Fasilitas pendukung lengkap tersedia, termasuk 42 unit MCK, area komunal, area jemur, mushola, genset, dan toren air.

Sistem air bersih berasal dari sumur bor dan tandon, pengolahan limbah menggunakan biotek, serta listrik dari PLN.
AHY mengapresiasi kualitas huntara yang dibangun. Dia mengaku senang karena huntara bukan hanya untuk tempat tidur, tetapi juga dilengkapi fasilitas pendukung seperti kamar mandi, toilet, dapur bersama, dan taman untuk anak-anak.
“Selain pulih secara fisik, juga proses healing ini sudah dimulai dari hunian, dan ini penting,” tegasnya.
Material huntara dipilih tahan lama hingga 10 tahun dan bisa dibongkar pasang untuk digunakan di lokasi lain jika tidak diperlukan.
Standar konstruksi disesuaikan untuk iklim tropis dengan sirkulasi udara baik, atap berlapis aluminium foil untuk memantulkan panas, dan turbin manual di atas atap.
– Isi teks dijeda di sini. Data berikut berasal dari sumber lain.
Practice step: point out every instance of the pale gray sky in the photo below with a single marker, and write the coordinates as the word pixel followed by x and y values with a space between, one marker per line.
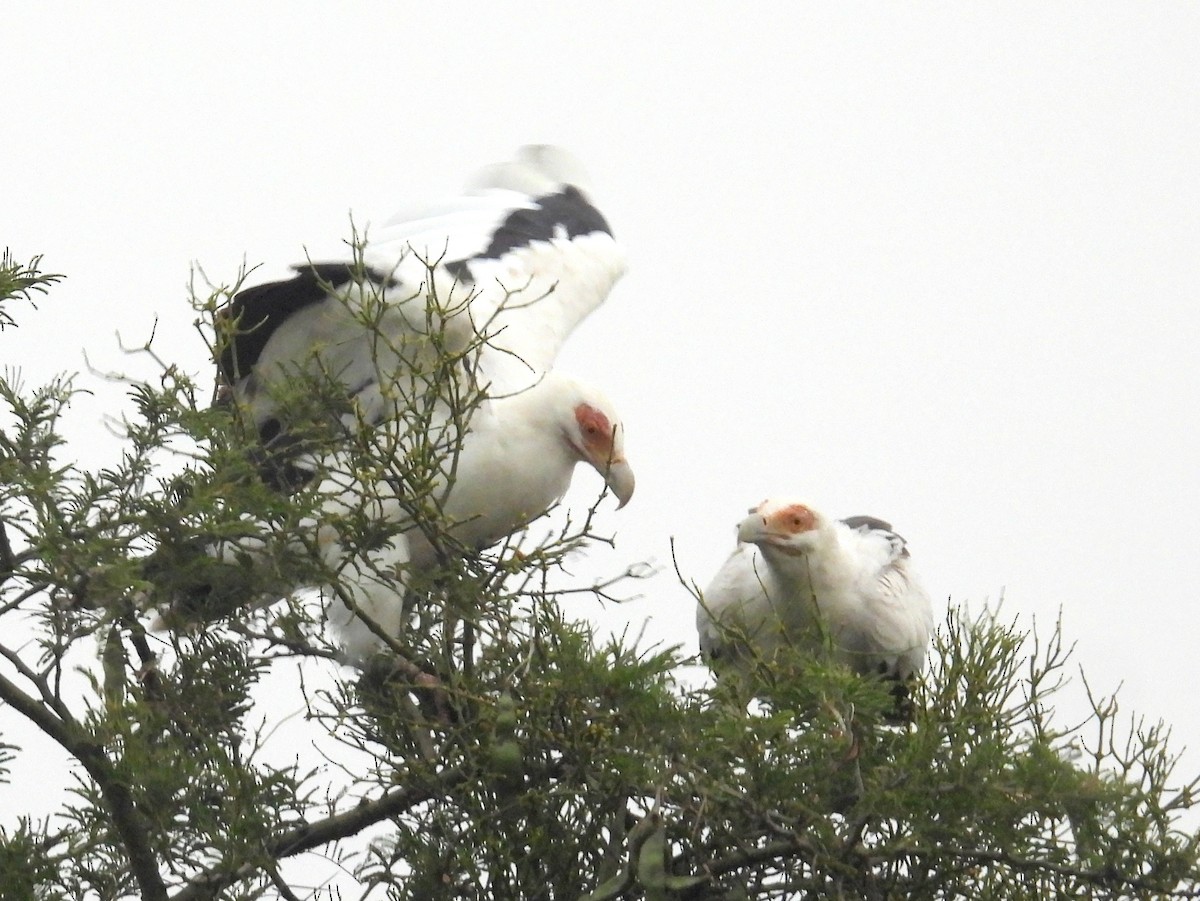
pixel 933 263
Setiap kamar berukuran 3×6 meter dilengkapi dua tempat tidur, lemari, dan kipas angin.
Pembangunan huntara diselesaikan dalam waktu 18 hari dan menyerap 600 tenaga kerja, separuhnya dari tenaga lokal.
Proyek dilaksanakan PT Wijaya Karya di bawah tanggung jawab Ditjen Prasarana Strategis Kementerian PU.
Menteri PU Dody Hanggodo menjelaskan huntara menjadi solusi hunian layak selama masa rehabilitasi dan rekonstruksi.
Pembangunan dilakukan bertahap mulai dari penyiapan lahan, pembangunan unit, hingga penyediaan sarana sanitasi dan air bersih.
“Kami memastikan hunian ini dapat segera ditempati masyarakat,” jelasnya.
Dody menambahkan, Kementerian PU mendapat amanah membangun 1.200 unit huntara sebagai upaya pemulihan bencana di Sumatera.
Di Aceh Tamiang, akan dibangun huntara kedua tidak jauh dari lokasi pertama dengan luas lahan 13.248 meter persegi untuk 156 kepala keluarga atau sekitar 624 jiwa.